Article 5, Section 2 of the Law Standards Act currently provides that "[the] Chair of the Assembly may bring proposed legislation into compliance with the standards outlined by this Act before bringing it to vote."

That will continue to be the case should this bill pass into law.

Having given it some thought, I believe the most logical way forward, and one which has the least inconvenience to Legislators would be to, in practice, largely retain the present arrangement of writing bills. Wherein Legislators —
  • write the basic components of a new Act; or
  • highlight in green and red what they wish to add or subtract as an amendment to an Act.
All of which can be further simplified with the addition of basic templates.

The Chair will, over the course of the discussion period, present this text in the proposed format outlined in this thread, of which the author will approve before a vote may commence.

(07-24-2019, 02:51 AM)Bzerneleg Wrote: I very much appreciate your efforts to formalize Assembly legislation, and to be honest, I have no problem with it. I think it'll work out just fine. However, there would a few small issues that we'd have to tackle as a result of the proposed changes. Those small issues include reforming the MATT-DUCK Law Index. Because right now, amendments and repeals (as an amendment) are not shown in the law index, however, if we were to follow Amerion's plan, amendments and repeals will be made as individual Acts. Therefore, it needed to be shown in the law index.

I completely agree with your assessment.

THE MATT-DUCK Law Archive has suffered from poor recordkeeping in a few threads. For instance, some posts state what the text will look like after the amendment has passed but not specifically what was changed.

I think it may be beneficial for future recordkeeping if the current law threads were themselves archived with new threads created in accordance with the proposed format — essentially, starting anew. These threads will be organised as follows:
  • The opening post shall display the current text of the Act.
  • The first post shall provide the legislative history of the Act; noting, among other things, the name of the amending Act(s) (with a link to appropriate post displaying said-amendment), the date in which it was passed by this Assembly, a brief summation of what it amended — the long title of an amending act should suffice in providing the relevant information, and links to the debate and voting threads.
  • Every post thereafter shall display an amendment to that Act.
For the purposes of demonstrating what this may come to look like, I have created an example aptly entitled "Example of proposed THE MATT-DUCK Law Archive thread reformatting".
#10

I’m incredibly worried about this proposal, for the relatively simple reason that it raises barriers to entry. I get that the proposed format looks prettier, and it might interest parliamentary nerds, but this is a game with a significant number of players who are in the 13 to 18 range. We need to be considering access issues, and whether or not things we do make it easier or harder for people to participate and play the game in TSP. The proposals in question do not improve access, but worsen it; the format in question is more complicated and less comprehensible.

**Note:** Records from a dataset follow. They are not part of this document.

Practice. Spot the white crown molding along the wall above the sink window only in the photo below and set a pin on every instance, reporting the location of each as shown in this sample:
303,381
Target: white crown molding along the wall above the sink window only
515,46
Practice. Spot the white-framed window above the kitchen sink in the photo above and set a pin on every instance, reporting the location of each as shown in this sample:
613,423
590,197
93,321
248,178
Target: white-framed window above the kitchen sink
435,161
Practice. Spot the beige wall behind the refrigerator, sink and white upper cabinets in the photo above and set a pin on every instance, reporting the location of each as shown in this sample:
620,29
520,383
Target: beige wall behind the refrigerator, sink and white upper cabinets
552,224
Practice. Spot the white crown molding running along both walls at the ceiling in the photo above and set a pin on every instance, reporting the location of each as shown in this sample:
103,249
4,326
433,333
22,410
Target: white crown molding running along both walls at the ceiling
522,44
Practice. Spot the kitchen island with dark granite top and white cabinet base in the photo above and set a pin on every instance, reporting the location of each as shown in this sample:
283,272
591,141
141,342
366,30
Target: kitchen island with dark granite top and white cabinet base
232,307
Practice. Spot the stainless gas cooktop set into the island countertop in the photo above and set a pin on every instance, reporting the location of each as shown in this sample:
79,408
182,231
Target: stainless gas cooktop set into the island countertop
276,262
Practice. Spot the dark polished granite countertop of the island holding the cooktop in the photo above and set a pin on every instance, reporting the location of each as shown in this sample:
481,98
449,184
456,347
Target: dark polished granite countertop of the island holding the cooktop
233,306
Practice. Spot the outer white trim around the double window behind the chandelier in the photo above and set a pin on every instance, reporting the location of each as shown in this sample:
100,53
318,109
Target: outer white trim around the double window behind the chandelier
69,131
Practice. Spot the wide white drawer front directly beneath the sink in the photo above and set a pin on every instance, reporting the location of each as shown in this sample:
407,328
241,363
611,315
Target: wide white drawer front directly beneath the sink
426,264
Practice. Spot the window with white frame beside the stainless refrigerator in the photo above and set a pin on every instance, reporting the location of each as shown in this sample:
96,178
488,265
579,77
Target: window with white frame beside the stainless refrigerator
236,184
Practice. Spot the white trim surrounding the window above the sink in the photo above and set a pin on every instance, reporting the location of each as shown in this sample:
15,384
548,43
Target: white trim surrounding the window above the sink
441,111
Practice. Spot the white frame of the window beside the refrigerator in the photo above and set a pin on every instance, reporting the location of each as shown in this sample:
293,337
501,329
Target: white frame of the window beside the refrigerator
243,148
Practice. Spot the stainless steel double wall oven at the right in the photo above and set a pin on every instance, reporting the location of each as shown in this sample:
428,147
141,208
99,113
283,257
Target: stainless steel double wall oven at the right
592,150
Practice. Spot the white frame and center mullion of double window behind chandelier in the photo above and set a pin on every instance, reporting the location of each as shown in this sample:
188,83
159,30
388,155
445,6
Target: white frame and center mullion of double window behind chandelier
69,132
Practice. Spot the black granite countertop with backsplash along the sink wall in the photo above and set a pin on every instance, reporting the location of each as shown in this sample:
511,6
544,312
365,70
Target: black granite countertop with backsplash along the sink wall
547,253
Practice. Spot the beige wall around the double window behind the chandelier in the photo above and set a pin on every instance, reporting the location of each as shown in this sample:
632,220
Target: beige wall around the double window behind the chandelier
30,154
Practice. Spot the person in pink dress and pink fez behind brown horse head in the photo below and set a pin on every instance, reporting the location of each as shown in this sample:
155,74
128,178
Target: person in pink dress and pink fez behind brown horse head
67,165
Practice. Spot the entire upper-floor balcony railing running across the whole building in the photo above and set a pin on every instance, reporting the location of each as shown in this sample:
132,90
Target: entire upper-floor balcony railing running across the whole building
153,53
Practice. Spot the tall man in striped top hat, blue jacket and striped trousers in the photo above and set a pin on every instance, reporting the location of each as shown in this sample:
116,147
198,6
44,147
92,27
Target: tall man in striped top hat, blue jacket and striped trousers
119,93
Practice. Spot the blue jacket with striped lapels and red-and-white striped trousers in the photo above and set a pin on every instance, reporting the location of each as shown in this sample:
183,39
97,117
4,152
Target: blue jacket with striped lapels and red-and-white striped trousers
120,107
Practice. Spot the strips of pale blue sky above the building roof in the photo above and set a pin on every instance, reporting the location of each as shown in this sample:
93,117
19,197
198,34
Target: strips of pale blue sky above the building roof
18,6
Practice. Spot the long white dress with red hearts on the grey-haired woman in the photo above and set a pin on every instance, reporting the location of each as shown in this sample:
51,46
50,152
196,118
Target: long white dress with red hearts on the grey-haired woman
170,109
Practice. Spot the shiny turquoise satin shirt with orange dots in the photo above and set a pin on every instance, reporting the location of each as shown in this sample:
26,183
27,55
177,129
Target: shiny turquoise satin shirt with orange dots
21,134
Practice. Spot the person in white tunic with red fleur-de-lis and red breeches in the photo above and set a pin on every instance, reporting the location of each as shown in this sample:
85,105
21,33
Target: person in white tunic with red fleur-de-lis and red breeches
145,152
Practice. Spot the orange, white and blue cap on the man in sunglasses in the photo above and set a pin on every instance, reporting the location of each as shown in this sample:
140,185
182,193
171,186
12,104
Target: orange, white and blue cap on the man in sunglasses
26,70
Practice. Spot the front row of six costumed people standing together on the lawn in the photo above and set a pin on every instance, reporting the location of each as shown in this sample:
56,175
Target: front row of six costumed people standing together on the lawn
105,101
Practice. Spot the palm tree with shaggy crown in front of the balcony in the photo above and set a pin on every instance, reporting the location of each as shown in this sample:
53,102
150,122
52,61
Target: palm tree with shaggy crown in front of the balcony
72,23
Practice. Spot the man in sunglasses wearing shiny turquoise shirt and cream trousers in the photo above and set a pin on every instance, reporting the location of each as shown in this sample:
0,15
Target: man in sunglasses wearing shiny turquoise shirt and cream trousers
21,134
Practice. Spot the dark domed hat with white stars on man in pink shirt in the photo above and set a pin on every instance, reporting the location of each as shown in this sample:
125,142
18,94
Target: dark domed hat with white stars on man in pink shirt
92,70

Speaking from professional experience (I’m not going to detail what for privacy reasons, though some of the people here know what I’m referring to) I can say that this would not be used in Local Government in the United Kingdom, for the exact reasons I detailed above. The kind of language used IRL is much more similar to what we currently do, with simple English, brevity, and easy comprehension being the objectives.

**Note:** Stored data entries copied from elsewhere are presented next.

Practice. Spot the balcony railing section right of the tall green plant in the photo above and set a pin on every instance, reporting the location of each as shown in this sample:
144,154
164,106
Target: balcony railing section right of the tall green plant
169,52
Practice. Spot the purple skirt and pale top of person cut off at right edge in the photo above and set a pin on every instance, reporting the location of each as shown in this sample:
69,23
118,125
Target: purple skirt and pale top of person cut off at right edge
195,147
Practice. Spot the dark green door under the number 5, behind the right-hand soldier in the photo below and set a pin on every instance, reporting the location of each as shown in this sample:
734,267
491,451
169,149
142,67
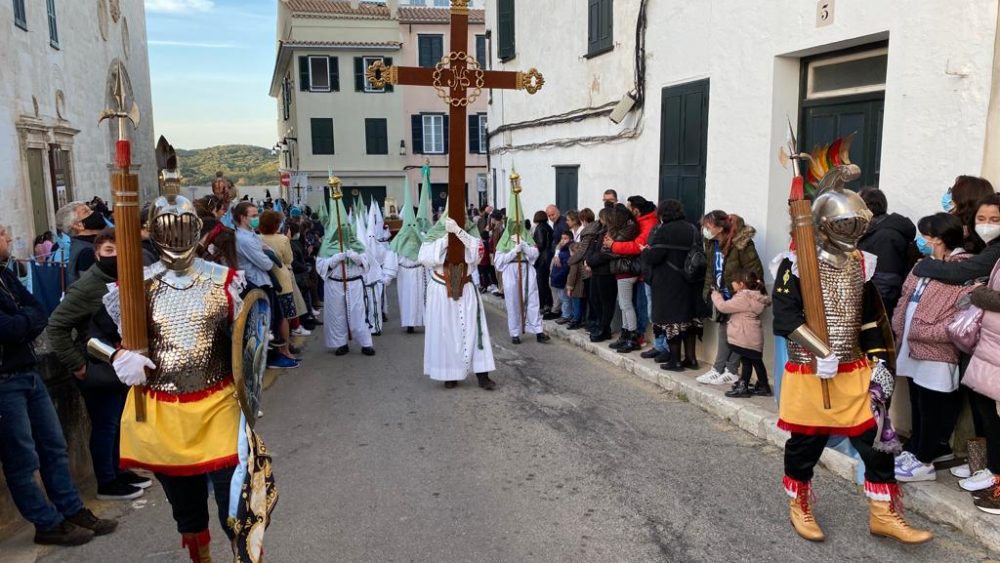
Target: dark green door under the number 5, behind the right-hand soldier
824,123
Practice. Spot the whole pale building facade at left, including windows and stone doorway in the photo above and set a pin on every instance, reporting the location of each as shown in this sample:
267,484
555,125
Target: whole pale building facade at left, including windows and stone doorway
58,61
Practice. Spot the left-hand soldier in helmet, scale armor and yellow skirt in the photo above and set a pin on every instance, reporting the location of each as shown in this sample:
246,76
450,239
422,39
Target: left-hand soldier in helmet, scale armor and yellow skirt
194,428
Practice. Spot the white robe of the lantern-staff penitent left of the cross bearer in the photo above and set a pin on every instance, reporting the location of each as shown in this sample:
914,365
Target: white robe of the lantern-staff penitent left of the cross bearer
341,312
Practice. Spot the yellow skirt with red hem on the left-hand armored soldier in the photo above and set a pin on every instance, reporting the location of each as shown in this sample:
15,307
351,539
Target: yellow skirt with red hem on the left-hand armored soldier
186,435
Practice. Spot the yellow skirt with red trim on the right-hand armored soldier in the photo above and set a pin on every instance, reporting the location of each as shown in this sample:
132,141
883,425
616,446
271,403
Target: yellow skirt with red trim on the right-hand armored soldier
801,407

TLDR; Anything that make it harder for someone who is not familiar with parliamentary procedure and language to understand something is bad. We should not be making it harder for people to participate in our democratic institutions, but actively looking to improve access. Requiring an arcane and complex format for the Assembly is the opposite of that.

As an example of how much simpler we could do things;

CURRENCY ACT

1. Monetary Unit
1.1 The monetary unit of the South Pacific is the Dramatic Llama.
1.2 The abbreviation form of the Dramatic Llama is "DL".

2. Denomination
2.1 The denomination of money is the Drama Llama and the Pensive Llama.
2.2 One Drama Llama is the equivalent worth of two Pensive Llamas.
2.3 The NationStates equivalent is the Maxtopian dollar. One Drama Llama is the equivalent worth of five Maxtopian dollars.

3. Use of the Dramatic Llama
3.1 All monetary transactions in the South Pacific shall be recorded, expressed, and settled in Dramatic Llamas.
3.2 Monetary transactions in the external territories of the South Pacific may be recorded, expressed, and settled in Dramatic Llamas.


Now, IRL we’d have a section setting out the legal duties and relevant legislation, an equalities impact assessment, a financial impact assessment, etc, but we don’t need those. The above is what the substantive section would look like, and in more or less the exact format.

If we’re going to try and ape real world procedure, Local Government is a far better fit than the US Congress.